La Palestra dei Fighters
Se c’è un’eredità positiva lasciata dall’anno del Covid, è l’esplosione delle lezioni di fitness online. Necessarie, obbligatorie per mantenersi in movimento anche durante il lockdown. E ancora più importanti per le persone con disabilità, che già normalmente sono ‘escluse’ dall’attività sportiva e fisica in generale. Basti pensare che in Italia solo l’8,5% delle persone con disabilità pratica regolarmente attività sportiva. Da queste considerazioni – e come spin off dei Fight Camp estivi – nell’aprile di quest’anno nasce l’ultima importante iniziativa di Fight The Stroke: la Palestra dei Fighters (www.palestrafighters.com). Più di una palestra online, è un “canale di potenziamento” dedicato a tutte le persone con disabilità permanente o temporanea, di ogni età. Parole d’ordine: inclusione, valorizzazione delle diversità, prezzi democratici. Concretamente, è un luogo virtuale dove si possono acquistare lezioni di diverse discipline adattate, che magari sotto casa non si troverebbero. Le istruttrici, tutte esperte di disabilità e tutte donne, insegnano danza e para-taekwondo, fisioterapia neurologica, terapia occupazionale e musicoterapia. Ma il progetto si estenderà a logopedia, psicologia e supporto genitoriale, teatro. Gli adaptive o para-sports rappresentano un segmento di mercato ancora poco presente in Italia e un potenziale di due miliardi di consumatori di servizi adattati in tutto il mondo.
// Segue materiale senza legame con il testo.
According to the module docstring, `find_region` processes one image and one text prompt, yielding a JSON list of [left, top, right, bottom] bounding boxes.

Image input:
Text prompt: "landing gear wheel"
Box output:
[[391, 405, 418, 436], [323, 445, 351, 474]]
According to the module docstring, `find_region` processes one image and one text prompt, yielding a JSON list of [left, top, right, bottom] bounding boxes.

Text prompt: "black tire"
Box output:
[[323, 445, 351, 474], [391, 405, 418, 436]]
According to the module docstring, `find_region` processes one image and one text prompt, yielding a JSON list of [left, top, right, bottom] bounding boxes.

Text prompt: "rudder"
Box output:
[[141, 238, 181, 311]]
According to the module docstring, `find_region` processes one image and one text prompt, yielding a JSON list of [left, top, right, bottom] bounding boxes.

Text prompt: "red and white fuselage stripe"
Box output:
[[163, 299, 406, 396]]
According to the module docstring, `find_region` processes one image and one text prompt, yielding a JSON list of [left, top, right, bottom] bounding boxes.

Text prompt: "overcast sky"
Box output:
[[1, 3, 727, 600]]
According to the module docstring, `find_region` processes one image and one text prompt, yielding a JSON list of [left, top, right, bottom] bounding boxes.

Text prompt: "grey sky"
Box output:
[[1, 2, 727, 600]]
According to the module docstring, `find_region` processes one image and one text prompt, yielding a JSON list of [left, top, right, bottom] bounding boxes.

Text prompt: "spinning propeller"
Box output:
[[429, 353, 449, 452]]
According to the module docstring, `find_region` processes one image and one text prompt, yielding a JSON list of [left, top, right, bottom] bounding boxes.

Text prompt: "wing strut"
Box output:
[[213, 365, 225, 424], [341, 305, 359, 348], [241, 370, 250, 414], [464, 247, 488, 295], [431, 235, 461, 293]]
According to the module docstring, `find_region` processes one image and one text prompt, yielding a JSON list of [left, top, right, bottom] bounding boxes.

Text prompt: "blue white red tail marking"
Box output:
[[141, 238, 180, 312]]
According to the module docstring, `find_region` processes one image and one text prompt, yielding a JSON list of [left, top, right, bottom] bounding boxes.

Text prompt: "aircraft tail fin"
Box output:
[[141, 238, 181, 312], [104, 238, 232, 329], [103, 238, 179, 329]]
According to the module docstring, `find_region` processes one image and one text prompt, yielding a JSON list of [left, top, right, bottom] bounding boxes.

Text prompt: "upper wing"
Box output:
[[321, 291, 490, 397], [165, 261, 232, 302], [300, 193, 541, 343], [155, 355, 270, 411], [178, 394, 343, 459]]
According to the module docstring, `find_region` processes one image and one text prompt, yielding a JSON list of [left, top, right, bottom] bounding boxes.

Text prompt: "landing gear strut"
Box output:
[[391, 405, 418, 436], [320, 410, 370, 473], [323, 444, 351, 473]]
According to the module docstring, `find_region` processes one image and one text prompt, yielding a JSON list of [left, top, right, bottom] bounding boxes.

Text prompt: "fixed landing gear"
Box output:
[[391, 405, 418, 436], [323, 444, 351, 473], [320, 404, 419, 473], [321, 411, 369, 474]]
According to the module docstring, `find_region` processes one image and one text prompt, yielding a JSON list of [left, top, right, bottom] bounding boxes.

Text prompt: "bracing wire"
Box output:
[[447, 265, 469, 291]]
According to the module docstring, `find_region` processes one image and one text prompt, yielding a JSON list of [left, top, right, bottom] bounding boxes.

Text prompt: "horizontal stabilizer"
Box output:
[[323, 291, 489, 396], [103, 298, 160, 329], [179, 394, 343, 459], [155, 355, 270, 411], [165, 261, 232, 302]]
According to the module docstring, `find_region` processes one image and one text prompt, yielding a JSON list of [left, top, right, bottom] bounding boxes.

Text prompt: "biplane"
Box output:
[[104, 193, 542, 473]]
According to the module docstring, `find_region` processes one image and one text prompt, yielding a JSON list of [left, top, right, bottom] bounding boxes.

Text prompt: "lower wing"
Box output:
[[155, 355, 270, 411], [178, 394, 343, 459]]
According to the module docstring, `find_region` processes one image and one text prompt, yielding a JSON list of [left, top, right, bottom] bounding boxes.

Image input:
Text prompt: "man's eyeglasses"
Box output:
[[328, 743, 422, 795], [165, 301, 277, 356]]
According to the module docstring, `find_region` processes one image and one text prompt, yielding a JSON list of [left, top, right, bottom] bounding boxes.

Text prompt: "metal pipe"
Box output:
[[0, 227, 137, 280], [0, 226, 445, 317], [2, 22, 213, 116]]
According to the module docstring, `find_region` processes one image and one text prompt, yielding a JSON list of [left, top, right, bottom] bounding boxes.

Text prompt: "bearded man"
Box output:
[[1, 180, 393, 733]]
In Italia le persone con disabilità sono 4 milioni. “Le attività da remoto hanno diversi vantaggi -spiega ancora Francesca-. Per esempio, si trovano professionisti che non sempre sono vicino casa. Per alcune disabilità, penso all’autismo, il video può fare da filtro verso una relazione in presenza. E poi lavorare in un ambiente domestico, di comfort, aiuta tutti, che rendono di più. E non dimentichiamo i caregiver, persone, quasi sempre mamme, che spesso lasciano il lavoro per dedicarsi a tempo pieno ai propri familiari con disabilità. Questo è un aiuto in più”.